Pesach, also known as Passover, is a week-long holiday that celebrates the deliverance of the Jewish people from slavery in Egypt. There are several mitzvoth (commandments) unique to this holiday: matzah (the eating of unleavened bread), maror (the eating of bitter herbs), chametz (abstention from eating leaven), b’iur chametz (removal of leaven from the home) and hearing the Haggadah (participation in the seder meal and re-telling Passover story).
For this holiday, we clean our kitchen the weekend before, removing all chametz i.e. foods with leavening, or rising agents, like yeast. (We do seal items we wish to keep in a separate cabinet which is not opened for the duration of Pesach).
In addition, we usually host a community Seder, a ritual feast that marks the beginning of Passover.
Shavuot (meaning ‘Weeks’) was originally a harvest festival, but now also commemorates the giving of the Law (the Torah) at Mount Sinai.
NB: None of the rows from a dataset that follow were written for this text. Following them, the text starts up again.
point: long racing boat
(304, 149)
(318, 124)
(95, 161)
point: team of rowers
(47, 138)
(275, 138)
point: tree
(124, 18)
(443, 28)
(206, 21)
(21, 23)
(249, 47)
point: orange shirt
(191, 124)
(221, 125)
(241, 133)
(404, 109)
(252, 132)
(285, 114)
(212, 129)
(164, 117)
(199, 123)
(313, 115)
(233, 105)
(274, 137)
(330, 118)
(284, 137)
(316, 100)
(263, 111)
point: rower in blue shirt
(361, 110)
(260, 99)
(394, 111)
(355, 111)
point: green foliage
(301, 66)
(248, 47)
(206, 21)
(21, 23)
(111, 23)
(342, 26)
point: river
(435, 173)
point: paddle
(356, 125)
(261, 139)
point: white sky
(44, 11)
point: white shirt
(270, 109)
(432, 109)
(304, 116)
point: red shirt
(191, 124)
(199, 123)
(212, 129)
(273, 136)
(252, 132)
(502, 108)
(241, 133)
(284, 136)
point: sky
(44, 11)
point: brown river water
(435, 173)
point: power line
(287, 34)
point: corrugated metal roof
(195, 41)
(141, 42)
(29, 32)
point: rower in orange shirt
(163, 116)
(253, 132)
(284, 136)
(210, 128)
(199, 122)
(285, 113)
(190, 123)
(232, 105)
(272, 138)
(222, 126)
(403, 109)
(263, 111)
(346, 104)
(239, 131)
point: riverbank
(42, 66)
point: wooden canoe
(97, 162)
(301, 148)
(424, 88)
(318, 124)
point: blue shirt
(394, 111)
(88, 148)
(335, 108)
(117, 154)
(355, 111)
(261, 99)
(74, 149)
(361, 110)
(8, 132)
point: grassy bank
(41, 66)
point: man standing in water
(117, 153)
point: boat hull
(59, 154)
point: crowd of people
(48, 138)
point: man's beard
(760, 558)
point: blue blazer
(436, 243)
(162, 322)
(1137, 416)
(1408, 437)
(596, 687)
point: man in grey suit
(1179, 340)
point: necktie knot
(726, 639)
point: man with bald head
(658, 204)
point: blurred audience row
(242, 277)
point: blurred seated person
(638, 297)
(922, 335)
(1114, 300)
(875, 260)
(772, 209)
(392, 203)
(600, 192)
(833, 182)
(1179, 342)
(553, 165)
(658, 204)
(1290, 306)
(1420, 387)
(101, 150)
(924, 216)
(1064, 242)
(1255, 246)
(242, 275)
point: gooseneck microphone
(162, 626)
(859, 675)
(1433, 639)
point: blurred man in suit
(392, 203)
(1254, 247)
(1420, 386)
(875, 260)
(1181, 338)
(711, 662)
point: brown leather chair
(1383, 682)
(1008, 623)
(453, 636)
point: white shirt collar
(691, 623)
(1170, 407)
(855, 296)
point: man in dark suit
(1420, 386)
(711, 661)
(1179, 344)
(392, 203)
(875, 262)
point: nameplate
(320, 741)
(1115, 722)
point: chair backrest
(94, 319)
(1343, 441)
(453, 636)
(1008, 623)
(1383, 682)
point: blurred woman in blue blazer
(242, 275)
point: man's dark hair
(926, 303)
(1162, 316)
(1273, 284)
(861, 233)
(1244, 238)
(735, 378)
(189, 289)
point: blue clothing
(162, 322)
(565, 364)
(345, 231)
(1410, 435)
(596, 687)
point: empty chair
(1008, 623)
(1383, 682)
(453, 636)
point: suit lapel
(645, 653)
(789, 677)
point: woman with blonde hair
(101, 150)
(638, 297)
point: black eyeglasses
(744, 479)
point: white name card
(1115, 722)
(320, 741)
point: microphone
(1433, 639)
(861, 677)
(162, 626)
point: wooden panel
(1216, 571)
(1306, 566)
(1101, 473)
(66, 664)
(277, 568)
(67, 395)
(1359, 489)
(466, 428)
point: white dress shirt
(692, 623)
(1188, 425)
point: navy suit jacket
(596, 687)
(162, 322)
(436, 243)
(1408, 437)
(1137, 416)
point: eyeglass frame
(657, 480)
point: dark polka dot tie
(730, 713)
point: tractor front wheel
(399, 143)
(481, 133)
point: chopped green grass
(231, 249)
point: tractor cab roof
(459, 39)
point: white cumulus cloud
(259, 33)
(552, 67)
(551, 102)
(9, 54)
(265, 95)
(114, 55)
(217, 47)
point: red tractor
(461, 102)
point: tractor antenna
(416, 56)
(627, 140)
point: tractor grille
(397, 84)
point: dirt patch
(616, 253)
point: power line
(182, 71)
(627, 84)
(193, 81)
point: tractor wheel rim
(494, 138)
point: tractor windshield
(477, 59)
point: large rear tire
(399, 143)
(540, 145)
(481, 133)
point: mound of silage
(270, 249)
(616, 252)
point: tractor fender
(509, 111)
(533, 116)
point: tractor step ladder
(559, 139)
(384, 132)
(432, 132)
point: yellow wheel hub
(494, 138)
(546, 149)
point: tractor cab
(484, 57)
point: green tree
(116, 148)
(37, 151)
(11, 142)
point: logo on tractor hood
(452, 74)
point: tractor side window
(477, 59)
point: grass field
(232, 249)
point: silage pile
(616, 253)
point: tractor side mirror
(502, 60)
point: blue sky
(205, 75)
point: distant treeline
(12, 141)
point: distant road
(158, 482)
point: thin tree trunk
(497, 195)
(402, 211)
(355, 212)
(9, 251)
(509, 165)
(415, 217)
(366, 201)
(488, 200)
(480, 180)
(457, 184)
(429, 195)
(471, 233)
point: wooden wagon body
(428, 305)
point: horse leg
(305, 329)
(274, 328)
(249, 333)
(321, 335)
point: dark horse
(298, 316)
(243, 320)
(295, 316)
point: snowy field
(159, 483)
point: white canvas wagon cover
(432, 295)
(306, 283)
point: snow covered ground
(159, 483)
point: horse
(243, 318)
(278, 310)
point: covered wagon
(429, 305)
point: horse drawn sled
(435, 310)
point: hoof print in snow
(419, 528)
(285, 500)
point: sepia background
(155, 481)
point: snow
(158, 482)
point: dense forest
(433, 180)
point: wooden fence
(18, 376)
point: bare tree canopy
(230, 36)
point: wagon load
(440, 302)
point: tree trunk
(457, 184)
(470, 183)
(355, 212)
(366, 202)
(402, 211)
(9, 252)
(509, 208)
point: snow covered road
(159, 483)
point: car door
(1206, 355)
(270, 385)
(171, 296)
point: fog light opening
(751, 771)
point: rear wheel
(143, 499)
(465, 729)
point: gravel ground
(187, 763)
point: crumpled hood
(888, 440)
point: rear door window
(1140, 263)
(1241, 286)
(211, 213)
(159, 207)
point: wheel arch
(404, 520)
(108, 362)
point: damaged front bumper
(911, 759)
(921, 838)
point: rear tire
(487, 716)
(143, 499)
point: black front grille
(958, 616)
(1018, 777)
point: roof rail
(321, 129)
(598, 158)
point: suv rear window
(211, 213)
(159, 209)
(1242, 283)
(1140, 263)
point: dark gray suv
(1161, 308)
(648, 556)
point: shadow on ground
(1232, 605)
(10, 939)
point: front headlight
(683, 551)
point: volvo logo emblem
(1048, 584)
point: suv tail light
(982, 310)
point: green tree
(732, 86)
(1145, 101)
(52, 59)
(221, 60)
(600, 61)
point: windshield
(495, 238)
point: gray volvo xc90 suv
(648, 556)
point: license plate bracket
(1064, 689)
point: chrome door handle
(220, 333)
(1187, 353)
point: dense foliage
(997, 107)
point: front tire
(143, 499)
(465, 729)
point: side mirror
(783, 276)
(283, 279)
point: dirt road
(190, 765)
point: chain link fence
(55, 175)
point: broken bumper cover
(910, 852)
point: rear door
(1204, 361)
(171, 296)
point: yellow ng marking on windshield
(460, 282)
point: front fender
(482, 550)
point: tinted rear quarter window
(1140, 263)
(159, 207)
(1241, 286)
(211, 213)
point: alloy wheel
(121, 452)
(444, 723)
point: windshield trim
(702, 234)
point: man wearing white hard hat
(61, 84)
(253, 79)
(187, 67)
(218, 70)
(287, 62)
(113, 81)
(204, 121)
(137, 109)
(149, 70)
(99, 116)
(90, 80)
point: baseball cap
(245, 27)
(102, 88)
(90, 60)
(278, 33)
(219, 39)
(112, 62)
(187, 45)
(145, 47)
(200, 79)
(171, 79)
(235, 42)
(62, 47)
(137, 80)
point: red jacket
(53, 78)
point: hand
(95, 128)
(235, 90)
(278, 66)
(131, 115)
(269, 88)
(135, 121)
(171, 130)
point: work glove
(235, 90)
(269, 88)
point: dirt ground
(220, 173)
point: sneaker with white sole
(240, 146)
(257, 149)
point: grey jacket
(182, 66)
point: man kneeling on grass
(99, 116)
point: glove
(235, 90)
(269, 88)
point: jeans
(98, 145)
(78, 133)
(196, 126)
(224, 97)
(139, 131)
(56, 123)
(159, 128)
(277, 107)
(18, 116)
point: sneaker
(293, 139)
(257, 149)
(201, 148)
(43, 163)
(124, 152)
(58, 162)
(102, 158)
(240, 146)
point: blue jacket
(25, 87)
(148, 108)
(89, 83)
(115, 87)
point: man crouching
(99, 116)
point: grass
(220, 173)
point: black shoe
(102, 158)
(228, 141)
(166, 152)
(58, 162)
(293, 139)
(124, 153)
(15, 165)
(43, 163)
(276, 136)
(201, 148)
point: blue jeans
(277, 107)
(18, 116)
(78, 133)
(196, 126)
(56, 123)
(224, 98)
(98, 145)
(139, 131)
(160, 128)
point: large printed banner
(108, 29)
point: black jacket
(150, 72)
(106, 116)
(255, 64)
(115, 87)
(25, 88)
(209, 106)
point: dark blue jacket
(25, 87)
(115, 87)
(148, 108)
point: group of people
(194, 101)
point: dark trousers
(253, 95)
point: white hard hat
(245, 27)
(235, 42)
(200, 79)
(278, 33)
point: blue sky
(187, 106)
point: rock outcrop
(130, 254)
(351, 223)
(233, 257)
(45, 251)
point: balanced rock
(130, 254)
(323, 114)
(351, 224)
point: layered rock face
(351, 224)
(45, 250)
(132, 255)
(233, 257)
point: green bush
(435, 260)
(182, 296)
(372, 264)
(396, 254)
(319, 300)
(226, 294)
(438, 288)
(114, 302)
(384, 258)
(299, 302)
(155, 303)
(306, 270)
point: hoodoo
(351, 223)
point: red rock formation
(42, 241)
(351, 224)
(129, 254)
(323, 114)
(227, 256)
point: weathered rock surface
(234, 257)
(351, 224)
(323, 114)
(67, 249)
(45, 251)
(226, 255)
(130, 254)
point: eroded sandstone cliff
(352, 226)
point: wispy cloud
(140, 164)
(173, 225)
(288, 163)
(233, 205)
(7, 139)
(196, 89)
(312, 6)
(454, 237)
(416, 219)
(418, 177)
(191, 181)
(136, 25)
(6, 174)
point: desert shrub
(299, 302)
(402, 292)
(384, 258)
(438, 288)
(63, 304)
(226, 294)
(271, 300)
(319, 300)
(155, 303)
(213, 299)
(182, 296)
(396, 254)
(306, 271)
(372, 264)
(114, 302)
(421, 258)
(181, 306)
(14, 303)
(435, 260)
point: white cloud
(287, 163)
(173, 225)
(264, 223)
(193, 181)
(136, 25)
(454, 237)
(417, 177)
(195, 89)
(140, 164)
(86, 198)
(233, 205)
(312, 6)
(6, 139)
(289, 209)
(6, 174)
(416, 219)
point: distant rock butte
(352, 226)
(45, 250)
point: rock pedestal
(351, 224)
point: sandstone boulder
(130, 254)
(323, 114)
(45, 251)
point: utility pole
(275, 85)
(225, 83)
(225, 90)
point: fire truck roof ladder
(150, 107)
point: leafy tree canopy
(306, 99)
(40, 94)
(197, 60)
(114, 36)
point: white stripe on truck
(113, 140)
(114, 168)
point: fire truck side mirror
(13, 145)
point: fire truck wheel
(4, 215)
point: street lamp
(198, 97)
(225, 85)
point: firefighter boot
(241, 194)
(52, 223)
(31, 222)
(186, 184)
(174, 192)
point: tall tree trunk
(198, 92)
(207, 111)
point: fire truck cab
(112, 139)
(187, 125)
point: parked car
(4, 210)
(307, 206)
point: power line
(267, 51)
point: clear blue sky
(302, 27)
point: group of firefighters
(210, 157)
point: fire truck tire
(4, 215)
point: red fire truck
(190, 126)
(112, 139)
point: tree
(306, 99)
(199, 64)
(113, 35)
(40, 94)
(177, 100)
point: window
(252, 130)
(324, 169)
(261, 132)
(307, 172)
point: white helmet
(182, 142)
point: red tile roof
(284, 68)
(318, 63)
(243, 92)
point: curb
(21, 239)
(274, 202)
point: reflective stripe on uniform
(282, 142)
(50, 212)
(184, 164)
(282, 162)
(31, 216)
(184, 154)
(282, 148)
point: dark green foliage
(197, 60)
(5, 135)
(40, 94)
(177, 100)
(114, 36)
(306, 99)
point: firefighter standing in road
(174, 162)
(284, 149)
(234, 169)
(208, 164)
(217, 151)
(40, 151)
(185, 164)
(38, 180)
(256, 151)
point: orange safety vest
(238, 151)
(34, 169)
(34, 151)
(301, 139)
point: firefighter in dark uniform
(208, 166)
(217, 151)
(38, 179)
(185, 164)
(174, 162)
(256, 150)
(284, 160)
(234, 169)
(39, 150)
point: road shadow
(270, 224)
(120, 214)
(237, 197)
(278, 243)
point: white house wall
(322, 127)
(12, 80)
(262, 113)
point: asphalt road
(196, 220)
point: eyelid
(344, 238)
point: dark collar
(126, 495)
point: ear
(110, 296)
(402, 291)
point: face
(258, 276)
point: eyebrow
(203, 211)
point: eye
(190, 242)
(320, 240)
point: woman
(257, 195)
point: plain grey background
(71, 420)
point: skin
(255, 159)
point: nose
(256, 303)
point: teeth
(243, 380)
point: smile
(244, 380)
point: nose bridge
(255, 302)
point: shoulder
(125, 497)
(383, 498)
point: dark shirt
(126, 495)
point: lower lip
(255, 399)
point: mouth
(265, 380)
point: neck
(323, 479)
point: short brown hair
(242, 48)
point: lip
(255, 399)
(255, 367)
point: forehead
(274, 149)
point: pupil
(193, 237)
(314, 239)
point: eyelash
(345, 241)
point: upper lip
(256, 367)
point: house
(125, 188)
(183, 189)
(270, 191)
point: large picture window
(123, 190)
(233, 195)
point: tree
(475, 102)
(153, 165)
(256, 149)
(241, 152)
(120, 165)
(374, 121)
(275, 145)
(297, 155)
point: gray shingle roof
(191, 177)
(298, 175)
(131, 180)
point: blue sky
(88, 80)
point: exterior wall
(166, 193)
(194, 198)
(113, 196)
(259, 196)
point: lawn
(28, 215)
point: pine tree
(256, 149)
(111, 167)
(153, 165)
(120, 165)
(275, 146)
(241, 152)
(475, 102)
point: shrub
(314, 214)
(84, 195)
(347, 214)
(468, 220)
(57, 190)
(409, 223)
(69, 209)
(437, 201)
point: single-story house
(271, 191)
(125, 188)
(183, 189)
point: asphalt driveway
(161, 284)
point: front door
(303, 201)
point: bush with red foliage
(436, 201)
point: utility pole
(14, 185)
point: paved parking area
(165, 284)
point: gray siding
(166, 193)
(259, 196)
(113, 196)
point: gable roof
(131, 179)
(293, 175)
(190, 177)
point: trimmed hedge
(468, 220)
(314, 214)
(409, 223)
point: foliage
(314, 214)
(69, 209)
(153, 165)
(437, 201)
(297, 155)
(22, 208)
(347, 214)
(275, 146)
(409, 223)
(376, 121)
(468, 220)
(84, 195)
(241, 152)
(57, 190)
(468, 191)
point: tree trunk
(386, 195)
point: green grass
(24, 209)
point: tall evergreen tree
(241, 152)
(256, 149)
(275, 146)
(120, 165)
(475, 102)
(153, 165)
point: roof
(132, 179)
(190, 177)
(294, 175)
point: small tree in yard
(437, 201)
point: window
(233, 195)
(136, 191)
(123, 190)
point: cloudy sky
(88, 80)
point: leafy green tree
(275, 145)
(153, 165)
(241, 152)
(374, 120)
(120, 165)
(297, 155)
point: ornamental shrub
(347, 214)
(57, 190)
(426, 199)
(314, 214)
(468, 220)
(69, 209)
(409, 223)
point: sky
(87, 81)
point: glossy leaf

Traditionally, Shavuot is celebrated by going to synagogue to hear the 10 Commandments, having festive meals of dairy foods, staying up all night to learn and reading the Book of Ruth.
Other Special Days
Other occasions we commemorate are:
Tu B’Shevat, (New Year of the Trees). In contemporary Israel, the day is celebrated as an ecological awareness day, and trees are planted in celebration.
Tisha B’Av, an annual fast day in Judaism, on which a number of disasters in Jewish history occurred, primarily the destruction of both Solomon's Temple by the Neo-Babylonian Empire and the Second Temple by the Roman Empire in Jerusalem.
Yom Ha’atzmaut, Independence Day is the national day of Israel, commemorating the Israeli Declaration of Independence in 1948. The day is marked by official and unofficial ceremonies and observances.
Yom Hashoah, Holocaust Remembrance Day, is observed as Israel's day of commemoration for the six million Jews who perished in the Holocaust.